# Anenome with fish



## Jay2x (Jul 20, 2010)

So I just introduced this guy yesterday I bought from jlaquatics. Now this morning I couldn't find my 6 line wrasse...

Was it eaten by this guy?

Im quite a noob with compatibility. Maybe the wrasse is just hiding around?

From the fish store they said its a condy?

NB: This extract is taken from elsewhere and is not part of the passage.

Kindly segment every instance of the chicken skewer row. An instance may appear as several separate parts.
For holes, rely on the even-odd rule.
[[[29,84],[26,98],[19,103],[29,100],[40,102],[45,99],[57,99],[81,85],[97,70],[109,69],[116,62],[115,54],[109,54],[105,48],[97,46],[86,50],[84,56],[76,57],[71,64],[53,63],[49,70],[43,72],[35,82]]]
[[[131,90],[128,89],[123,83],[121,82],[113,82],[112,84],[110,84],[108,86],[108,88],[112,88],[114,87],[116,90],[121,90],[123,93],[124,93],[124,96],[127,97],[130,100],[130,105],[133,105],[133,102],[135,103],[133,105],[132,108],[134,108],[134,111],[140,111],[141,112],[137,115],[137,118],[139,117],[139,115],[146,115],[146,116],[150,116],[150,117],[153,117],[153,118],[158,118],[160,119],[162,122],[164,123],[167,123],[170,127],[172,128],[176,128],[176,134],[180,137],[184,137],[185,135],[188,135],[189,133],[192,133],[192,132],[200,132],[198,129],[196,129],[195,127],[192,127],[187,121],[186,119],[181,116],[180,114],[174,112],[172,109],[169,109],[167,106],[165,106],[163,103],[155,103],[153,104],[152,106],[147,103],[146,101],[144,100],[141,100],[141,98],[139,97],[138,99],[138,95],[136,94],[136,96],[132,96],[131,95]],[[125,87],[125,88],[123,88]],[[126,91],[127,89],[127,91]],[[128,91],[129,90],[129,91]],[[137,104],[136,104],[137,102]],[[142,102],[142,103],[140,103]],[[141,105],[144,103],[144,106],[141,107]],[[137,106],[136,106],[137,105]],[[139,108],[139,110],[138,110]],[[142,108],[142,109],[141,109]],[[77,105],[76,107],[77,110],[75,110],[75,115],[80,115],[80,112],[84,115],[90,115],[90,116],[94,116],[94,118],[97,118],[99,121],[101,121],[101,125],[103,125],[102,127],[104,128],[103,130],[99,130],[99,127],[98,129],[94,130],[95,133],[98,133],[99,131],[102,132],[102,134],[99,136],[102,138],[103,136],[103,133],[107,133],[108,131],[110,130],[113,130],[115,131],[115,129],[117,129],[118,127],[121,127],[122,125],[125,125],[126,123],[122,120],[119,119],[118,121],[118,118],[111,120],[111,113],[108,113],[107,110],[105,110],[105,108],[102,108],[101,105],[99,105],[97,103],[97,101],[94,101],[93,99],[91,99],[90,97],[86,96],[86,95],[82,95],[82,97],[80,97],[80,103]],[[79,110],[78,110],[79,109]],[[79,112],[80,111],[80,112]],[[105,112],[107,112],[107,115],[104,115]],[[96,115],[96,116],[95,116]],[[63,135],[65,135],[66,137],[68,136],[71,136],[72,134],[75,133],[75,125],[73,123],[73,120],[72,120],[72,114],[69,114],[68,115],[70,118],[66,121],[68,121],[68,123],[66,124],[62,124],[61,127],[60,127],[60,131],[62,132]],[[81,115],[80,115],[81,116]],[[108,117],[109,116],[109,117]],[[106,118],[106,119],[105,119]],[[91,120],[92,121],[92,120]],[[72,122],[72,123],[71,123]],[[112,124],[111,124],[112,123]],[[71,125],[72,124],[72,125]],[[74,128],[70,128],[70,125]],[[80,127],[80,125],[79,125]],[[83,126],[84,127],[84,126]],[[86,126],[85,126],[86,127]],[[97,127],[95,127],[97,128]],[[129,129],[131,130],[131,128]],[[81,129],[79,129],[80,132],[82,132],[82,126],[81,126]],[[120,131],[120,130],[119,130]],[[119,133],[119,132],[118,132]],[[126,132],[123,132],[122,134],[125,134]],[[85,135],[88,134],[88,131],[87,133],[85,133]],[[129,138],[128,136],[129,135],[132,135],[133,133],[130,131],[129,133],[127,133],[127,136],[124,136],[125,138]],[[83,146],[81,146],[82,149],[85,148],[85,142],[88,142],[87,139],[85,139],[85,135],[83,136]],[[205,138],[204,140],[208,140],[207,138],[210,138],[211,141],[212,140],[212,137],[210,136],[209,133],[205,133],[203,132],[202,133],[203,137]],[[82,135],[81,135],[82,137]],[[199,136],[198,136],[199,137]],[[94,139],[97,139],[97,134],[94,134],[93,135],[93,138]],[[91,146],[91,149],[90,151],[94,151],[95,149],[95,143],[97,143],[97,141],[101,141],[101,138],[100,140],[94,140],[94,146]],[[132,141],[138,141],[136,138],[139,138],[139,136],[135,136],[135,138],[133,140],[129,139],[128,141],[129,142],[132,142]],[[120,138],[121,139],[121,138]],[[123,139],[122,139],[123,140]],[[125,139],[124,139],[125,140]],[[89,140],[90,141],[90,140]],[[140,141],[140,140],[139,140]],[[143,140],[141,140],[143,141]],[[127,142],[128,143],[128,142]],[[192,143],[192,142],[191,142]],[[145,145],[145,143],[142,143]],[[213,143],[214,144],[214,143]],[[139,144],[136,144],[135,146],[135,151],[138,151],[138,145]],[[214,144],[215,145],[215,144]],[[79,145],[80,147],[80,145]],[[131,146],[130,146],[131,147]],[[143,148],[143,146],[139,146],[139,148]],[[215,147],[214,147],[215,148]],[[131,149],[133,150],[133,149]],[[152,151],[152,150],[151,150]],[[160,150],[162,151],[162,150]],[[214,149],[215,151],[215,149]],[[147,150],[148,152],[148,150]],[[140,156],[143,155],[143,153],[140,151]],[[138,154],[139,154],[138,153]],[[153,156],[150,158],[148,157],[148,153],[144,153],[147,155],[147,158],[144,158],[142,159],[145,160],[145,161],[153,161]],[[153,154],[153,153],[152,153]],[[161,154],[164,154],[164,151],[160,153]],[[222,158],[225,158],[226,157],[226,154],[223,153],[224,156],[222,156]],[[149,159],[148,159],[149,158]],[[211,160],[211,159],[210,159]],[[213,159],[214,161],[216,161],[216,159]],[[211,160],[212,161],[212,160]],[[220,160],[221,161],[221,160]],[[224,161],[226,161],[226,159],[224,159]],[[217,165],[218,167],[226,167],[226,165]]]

Sent from my SGH-I337M using Tapatalk


----------



## scott tang (Jan 29, 2012)

this is a green buble tip anemony it is not considerd a fish eater altho it does have the ability to do so. my bet would be a rock shifted and traped the fish or he got atcked by another fish 
condy anemonys have a red base with white tentickles most of the time i was at jl the other day and they only had white ones you got a good deel on a gbta lol


----------



## Jay2x (Jul 20, 2010)

scott tang said:


> this is a green buble tip anemony it is not considerd a fish eater altho it does have the ability to do so. my bet would be a rock shifted and traped the fish or he got atcked by another fish
> condy anemonys have a red base with white tentickles most of the time i was at jl the other day and they only had white ones you got a good deel on a gbta lol


I will look for that 6line later..


----------



## scott tang (Jan 29, 2012)

looks like u got a condy just saw your other pic of it and i think its the shooting agle


----------